Seorang siswa SMA miskin yang baru saja ditinggalkan oleh kekasihnya secara tak sengaja memperoleh sebuah kitab pusaka milik Santo Cinta—sebuah buku misterius yang menyimpan tak terhitung kemampuan luar biasa, khusus digunakan untuk menaklukkan hati para gadis. Sejak saat itu, hidupnya pun berubah drastis.
Tak hanya meraih keberhasilan dalam urusan asmara, ia juga mulai menapaki jalan kesuksesan dalam dunia bisnis. Dalam perjalanannya, ia bertemu dengan beragam perempuan menawan: teman sekelas yang cantik, putri seorang tokoh dunia bawah tanah, gadis super imut yang menggemaskan, hingga selebritas terkenal dengan pesona memikat.

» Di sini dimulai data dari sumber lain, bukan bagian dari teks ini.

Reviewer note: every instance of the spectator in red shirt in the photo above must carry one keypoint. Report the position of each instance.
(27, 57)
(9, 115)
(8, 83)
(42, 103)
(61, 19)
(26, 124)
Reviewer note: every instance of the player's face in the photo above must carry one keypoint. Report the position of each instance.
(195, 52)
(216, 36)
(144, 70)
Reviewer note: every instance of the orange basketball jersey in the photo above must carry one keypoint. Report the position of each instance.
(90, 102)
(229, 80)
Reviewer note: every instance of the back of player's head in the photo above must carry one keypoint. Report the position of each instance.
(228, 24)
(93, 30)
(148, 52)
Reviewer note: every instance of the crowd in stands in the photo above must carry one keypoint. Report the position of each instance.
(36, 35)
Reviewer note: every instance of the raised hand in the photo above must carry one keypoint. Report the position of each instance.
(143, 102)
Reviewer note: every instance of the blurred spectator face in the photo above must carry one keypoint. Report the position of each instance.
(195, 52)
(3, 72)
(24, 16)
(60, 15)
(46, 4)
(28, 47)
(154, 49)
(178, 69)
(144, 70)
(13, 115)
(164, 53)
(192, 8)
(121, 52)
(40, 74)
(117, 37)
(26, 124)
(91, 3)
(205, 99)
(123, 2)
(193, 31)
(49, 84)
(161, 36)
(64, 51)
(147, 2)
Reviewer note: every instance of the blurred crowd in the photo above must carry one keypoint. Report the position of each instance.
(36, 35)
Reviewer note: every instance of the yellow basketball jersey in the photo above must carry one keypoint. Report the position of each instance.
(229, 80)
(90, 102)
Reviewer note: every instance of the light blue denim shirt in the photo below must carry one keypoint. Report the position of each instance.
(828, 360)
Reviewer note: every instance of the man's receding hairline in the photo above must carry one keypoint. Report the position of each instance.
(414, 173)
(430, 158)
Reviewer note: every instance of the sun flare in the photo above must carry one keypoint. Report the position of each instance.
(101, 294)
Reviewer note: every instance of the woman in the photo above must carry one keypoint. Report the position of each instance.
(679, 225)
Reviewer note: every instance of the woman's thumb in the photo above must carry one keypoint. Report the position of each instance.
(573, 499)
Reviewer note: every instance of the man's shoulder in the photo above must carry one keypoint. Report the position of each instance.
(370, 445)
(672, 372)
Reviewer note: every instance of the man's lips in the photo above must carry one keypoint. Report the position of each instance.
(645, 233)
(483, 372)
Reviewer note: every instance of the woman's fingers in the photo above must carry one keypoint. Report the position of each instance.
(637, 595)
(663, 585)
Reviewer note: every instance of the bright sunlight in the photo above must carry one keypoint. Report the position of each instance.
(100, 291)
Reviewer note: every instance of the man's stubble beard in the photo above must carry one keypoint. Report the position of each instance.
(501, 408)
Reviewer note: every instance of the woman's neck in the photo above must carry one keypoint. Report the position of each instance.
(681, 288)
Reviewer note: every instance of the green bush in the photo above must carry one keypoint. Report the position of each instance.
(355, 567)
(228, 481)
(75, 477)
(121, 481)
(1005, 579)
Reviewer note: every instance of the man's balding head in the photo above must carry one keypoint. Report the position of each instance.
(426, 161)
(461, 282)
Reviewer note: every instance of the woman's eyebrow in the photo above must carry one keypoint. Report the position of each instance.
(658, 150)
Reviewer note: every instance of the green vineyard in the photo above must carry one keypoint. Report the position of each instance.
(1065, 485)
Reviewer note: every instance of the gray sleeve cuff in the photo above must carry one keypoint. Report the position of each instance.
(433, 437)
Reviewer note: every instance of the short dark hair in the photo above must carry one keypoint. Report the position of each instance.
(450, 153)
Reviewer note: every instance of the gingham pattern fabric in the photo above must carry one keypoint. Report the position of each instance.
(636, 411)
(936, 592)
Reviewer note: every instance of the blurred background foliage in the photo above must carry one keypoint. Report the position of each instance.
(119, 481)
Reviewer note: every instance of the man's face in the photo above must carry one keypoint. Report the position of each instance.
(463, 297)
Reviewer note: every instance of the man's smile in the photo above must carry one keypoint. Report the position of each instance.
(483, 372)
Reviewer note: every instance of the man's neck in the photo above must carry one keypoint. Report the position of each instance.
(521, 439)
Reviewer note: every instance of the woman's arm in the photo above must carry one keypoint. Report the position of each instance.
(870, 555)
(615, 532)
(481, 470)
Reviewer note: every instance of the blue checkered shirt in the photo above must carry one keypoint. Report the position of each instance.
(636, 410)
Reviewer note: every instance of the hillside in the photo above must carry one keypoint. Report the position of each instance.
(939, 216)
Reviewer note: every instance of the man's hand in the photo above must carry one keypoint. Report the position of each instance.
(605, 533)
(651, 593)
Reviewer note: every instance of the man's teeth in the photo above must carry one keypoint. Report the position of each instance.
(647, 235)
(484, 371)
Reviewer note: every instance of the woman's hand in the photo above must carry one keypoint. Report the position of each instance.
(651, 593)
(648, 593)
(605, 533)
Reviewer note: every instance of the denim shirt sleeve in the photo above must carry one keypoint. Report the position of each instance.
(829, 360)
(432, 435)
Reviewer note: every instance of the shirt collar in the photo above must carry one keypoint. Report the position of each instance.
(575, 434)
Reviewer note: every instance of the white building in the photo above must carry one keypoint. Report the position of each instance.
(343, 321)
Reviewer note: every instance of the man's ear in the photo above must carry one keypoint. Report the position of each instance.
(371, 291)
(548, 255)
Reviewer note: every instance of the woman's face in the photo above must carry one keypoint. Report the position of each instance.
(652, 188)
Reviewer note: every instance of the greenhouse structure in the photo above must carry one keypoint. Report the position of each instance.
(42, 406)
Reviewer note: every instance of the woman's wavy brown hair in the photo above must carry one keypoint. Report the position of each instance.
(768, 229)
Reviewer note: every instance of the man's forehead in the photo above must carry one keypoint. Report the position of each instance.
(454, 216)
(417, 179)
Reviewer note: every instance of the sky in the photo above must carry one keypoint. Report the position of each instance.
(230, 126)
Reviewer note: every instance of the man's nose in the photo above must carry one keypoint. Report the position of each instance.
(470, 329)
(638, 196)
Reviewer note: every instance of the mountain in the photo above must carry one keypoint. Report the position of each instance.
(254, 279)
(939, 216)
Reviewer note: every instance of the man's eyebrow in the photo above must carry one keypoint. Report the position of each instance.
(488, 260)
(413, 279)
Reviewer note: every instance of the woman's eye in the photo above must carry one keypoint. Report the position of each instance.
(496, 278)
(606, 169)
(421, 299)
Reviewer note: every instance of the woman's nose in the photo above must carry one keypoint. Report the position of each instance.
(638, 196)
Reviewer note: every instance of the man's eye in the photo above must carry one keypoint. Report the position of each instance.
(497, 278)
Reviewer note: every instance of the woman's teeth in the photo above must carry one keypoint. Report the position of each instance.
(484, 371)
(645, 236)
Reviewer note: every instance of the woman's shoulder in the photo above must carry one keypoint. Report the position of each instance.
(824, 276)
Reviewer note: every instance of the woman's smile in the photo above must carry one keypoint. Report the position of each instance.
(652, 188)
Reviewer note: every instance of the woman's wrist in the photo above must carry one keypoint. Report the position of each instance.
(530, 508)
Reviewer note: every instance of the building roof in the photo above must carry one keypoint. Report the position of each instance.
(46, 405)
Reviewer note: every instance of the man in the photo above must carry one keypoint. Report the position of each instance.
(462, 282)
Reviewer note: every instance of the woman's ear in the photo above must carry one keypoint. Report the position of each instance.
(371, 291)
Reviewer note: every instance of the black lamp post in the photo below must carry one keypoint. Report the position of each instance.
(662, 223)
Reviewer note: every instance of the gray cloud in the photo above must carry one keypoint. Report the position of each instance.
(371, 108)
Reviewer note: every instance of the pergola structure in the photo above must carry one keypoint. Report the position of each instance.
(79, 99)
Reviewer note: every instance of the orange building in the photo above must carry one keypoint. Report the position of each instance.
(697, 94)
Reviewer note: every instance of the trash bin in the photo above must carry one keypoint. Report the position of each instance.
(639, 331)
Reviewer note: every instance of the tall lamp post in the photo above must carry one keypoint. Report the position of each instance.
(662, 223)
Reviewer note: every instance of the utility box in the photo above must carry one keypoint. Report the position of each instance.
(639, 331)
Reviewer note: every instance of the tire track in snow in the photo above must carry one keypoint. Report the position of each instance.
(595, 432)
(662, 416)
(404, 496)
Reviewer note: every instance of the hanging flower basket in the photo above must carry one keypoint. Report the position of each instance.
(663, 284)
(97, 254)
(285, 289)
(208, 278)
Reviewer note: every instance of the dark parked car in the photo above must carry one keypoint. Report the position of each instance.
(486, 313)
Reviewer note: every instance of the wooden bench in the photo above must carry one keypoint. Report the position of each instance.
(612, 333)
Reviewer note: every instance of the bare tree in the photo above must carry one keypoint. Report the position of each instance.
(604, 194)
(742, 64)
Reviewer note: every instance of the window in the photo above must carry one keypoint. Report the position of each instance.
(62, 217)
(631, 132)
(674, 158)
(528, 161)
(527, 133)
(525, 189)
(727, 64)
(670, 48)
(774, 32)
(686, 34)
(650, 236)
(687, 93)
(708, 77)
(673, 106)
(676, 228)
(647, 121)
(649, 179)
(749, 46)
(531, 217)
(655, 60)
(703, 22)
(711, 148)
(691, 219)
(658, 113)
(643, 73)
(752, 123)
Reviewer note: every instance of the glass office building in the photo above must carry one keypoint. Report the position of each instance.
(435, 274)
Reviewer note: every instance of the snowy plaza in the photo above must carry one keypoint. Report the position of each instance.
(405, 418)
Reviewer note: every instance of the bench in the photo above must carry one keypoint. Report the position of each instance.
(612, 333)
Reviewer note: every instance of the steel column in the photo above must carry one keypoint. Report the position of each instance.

Di antara cinta, kekuatan rahasia, dan perubahan nasib, kisahnya berkembang menjadi perjalanan penuh romansa, peluang, dan godaan yang tak terduga.
Karya ini diterbitkan atas izin NovelToon Sastra Aksara, isi konten hanyalah pandangan pribadi pembuatnya, tidak mewakili NovelToon sendiri
Bab 8
Memikirkan kemampuan yang baru saja ia peroleh, hati Zhang Yuze dipenuhi oleh kegelisahan sekaligus antusiasme yang sulit dibendung. Seolah ada api yang menyala di dalam dadanya.
Begitu selesai makan, tanpa menunda sedikit pun, ia segera berpamitan kepada ibunya dan keluar dari rumah.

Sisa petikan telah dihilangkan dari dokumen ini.